Ce témoignage vous parle-t-il ? Comment l’éducation de “votre” époque a-t-elle marqué votre parcours ? N’hésitez pas à partager vos souvenirs ou poser vos questions ci-dessous : chaque histoire a sa place ici.

*Nom modifié pour préserver l’anonymat.

7 réponses

  1. Moi j’ai grandi dans les années 50/60 et effectivement nous devions travailler de notre mieux à l’école, à la maison on aidait nos parents vaisselle, ménage, jardin…cela nous a donné le goût de l’effort, on ne se plaignait pas et on ne se cherchait pas des maladies (anorexie, autisme, bipolarité.. etc) Quand on se mariait c’etait pour la vie, on ne revendiquait pas de s’épanouir individuellement! Apres tout n’etait pas parfait mais on s’en contentait…

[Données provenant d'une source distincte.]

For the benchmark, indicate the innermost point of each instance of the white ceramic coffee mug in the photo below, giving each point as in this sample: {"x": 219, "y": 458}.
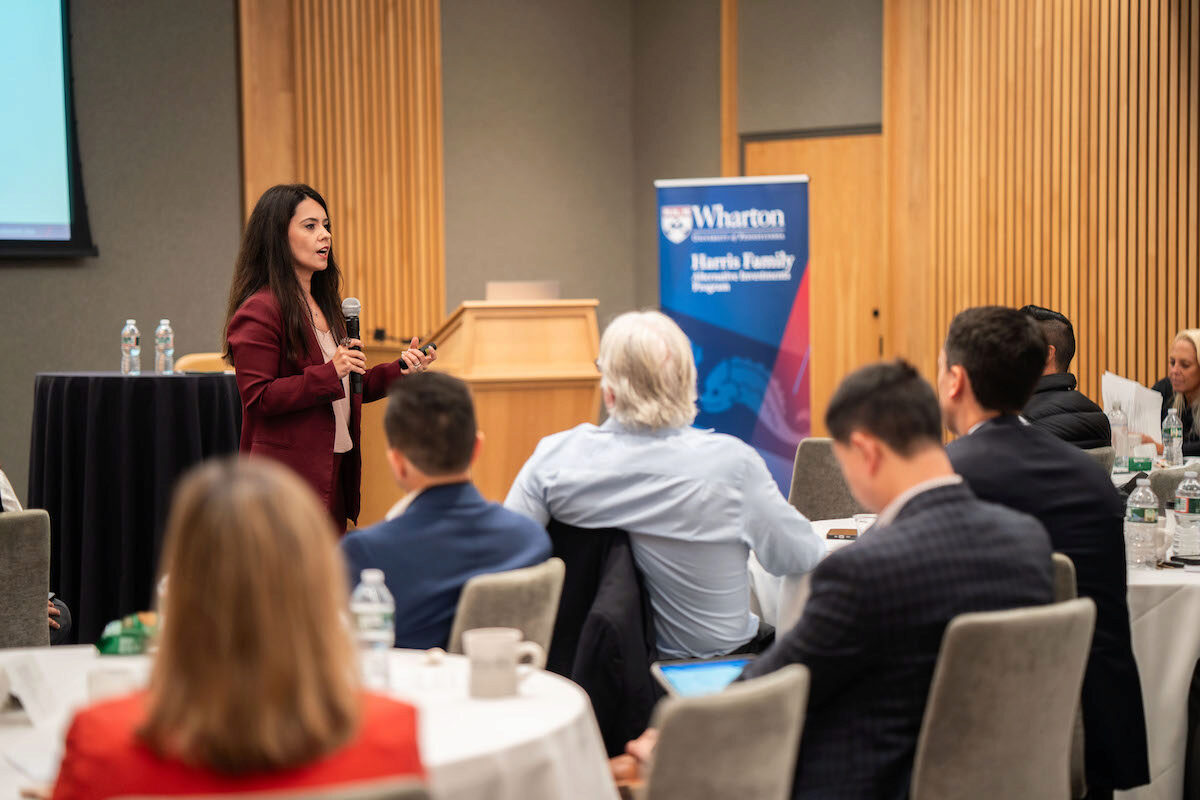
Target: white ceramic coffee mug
{"x": 493, "y": 654}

  2. J,ai passé mon enfance à la ferme jusqu,en 1971,, mes parents avaient des vaches ,chevres ,porc ,et cheval ,aux vacances, avant l,ecole et après ,je donnais un coup de main aux travaux de la ferme
    Ma scolarité fut marquée par un grande rigueur,comme le mentionne la personne,même trop sévère, surtout en primaire, après apprentissage de pâtissier à 15 ans

  3. J ai grandi dans Les années 70 j ai un souvenir nostalgique du mois de juin des cerises de l arrivé de l été et des Vacances puis de la rentrée des classes c’est à ce moment de l année où nous avions des vêtements neufs je réalise à présent que ma mère économisait durant de longs mois puis j ai fais de même avec la fille

  4. 63 ans ,nostalgique de mon passé, le temps où le bonjour était familier, où le respect de l’autorité était de rigueur,le fait de sortir en soirée était sans gros risque,
    Je vois dans ce monde que haine , cupidité, jalousie…
    Élever ses enfants commence par ses quatre mots…bonjour, au revoir, s’il-vous-plaît et merci, voilà comment j’ai essayé de suivre l’éducation que j’ai eu avec ma mère pour mes enfants.
    Que mon monde était beau à l’époque.

    1. Ce que vous partagez, Robertino, montre à quel point ces “quatre mots” ont été – et restent ! – de vrais fondements pour vivre ensemble. On ne choisit pas toujours l’époque, mais la façon dont on sème le respect et la tendresse chez nos enfants, ça, c’est encore entre nos mains… et il en reste, des héritiers de ces beaux réflexes du bonjour et du merci !

  5. Moi j’ai grandi pendant les années 60. Mon père ne voulait pas que maman travaille. Après la naissance de ma petite soeur en 64, elle est devenue assistante maternelle. Mon frère et moi l’aidions à mettre la table, la débarrasser. Je me disputais avec mon frère, car à chaque fois il disparaissait aux toilettes😂😂. Sinon il fallait respecter les adultes, c’était le BABA. Cela m’a permis de faire face aux difficultés d’être une maman seule, tout en travaillant, du fait du travail de mon époux. J’ai été plus résiliente que nos jeunes d’aujourd’hui. Néanmoins, à part les réseaux sociaux qui ne permet plus le partage, les choses ont évolué du fait du travail des mamans et cela les soulage un peu. Par contre les enfants ont moins de contact entre eux, c’est dommage.’…

    1. Ah, la fameuse tactique de la disparition aux toilettes pile au moment de mettre la table… un classique fraternel intemporel ! Votre récit montre à quel point l’entraide et la débrouille de l’époque forgent une sacrée résilience. C’est vrai que les liens entre enfants étaient plus simples à tisser alors, mais je garde espoir : les valeurs de solidarité se réinventent, parfois là où on ne les attend pas (même sur internet, qui l’eût cru ?).